The consequential losses suffered by the retail giant were thus significant and not merely measured in immediate cash terms. $256 million shouldered by insurers and TJX themselves, who were subsequently sued by several banks, to recoup losses related to the breach. Then there are the 11 men who were charged in connection with the theft. One of them, Jonathan James, professed his innocence and later committed suicide, apparently in the belief that he was going to be indicted. The jobs of the CIO and CEO of TJ Maxx were also lost in the aftermath. The full impact of data sharing breaches are not just felt in the finances of the organisation, but in the lives of so many of those involved and their families – whether guilty or innocent.
COST: $256 million
RECORDS COMPROMISED: 94 million cards exposed
- Yahoo: ‘Ya-how many?!’
‘NO-NO-NOTORIUS’, is how this breach was described by Tony Pepper, CEO of Egress Software Technologies, conveying just how B.I.G this case was. In 2016, during company sale negotiations with Verizon, Yahoo, the American web service provider, came clean about possibly the vastest mega breach in history at that time, that took place an entire 2 years earlier, without report. Get ready for these figures: all 3 billion accounts were compromised, including names, emails, passwords, security questions and answers. In the same breath, Yahoo admitted to falling victim to a separate attack in 2014, which affected 500 million accounts. Apart from likely being the most awkward sales pitch in history, it was for sure one of the costliest, as the breach admissions knocked $350 million off Yahoo’s asking price.

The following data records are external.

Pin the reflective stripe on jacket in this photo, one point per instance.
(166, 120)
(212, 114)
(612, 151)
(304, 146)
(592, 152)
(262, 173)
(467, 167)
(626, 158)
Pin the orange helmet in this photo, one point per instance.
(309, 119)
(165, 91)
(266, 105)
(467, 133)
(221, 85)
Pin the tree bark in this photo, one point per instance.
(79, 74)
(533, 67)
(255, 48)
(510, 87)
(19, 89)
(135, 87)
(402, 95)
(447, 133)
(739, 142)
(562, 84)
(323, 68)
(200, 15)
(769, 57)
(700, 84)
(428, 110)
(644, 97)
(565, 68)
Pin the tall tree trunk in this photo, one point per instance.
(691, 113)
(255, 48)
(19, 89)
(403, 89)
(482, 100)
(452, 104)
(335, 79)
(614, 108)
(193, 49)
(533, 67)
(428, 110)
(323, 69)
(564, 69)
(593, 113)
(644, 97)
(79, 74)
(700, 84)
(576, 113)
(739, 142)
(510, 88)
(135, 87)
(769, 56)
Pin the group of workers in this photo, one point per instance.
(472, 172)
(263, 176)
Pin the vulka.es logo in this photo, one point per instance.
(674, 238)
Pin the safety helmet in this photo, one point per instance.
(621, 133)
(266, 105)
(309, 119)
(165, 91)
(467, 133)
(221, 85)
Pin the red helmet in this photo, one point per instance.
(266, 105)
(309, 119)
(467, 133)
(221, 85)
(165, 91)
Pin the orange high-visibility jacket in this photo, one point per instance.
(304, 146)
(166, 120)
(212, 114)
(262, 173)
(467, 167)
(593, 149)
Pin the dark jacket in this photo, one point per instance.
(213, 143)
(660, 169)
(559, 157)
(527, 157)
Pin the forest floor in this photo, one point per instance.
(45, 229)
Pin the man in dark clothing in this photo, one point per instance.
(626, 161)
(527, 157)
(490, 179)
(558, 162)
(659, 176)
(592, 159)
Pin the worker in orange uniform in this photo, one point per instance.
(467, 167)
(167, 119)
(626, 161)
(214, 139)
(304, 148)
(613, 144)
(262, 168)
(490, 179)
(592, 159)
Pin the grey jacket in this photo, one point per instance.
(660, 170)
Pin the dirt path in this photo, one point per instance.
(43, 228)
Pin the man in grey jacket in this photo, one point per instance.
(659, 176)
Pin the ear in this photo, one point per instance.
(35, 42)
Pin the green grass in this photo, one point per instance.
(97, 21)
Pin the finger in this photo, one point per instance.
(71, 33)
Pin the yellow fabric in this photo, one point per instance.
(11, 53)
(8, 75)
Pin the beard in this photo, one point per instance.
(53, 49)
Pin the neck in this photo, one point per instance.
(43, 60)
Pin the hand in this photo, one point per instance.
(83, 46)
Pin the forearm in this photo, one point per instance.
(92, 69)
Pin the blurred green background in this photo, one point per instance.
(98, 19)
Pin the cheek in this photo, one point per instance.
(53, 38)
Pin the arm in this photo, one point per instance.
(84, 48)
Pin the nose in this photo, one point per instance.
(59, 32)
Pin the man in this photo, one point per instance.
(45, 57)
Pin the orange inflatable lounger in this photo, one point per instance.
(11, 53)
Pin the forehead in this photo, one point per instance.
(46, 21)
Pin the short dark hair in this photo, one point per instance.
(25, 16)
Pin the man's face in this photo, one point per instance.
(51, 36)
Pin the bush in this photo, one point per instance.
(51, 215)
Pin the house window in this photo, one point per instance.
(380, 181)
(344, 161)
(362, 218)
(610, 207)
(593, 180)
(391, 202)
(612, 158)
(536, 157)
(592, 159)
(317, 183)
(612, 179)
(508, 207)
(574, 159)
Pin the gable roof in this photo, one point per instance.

After selling at $4.48 billion to Verizon in 2017, Yahoo received one final donkey-kick. Fast forward to 2018 and Yahoo receives their fair share of the ICO’s righteous wrath, with a fine of $335 million. The ICO explain that Yahoo failed to comply “with the appropriate data protection standards, as well failing to monitor ‘credentials of employees with access to customer data”, finally commenting on the disappointing 2 year wait, before the company revealed the severity of the breach. Tony Pepper notes that this is likely to be closure for the company, following their arguably underwhelming approach to cyber security procedures: “Although the fine has been a long time coming, I imagine there would be some sighs of relief that the investigation was carried out under the Data Protection Act, rather than GDPR, which has much tougher consequences for a breach,” he concludes.
COST: $685 million
RECORDS COMPROMISED: 3 billion accounts
- Equifax: Equifix up
In 2017, consumer credit reporting agency Equifax fell victim to a cyber security breach, that would subsequently cost them dearly. Yes, and it did affect their credit rating. After a US website app vulnerability was exploited by hack attackers, confidential personal information of 147 million of its 800 million consumers was exposed, including names, date of birth, social security and credit/debit card numbers. Equifax was fined $622,000 for the 15 million UK users impacted by the breach, by the UK’s ICO. The USA’s Federal Trade Commission argued that ‘the credit score agency failed to make appropriate moves, in order to protect its network from intruders’. And are they are still paying the cost, in more ways than one.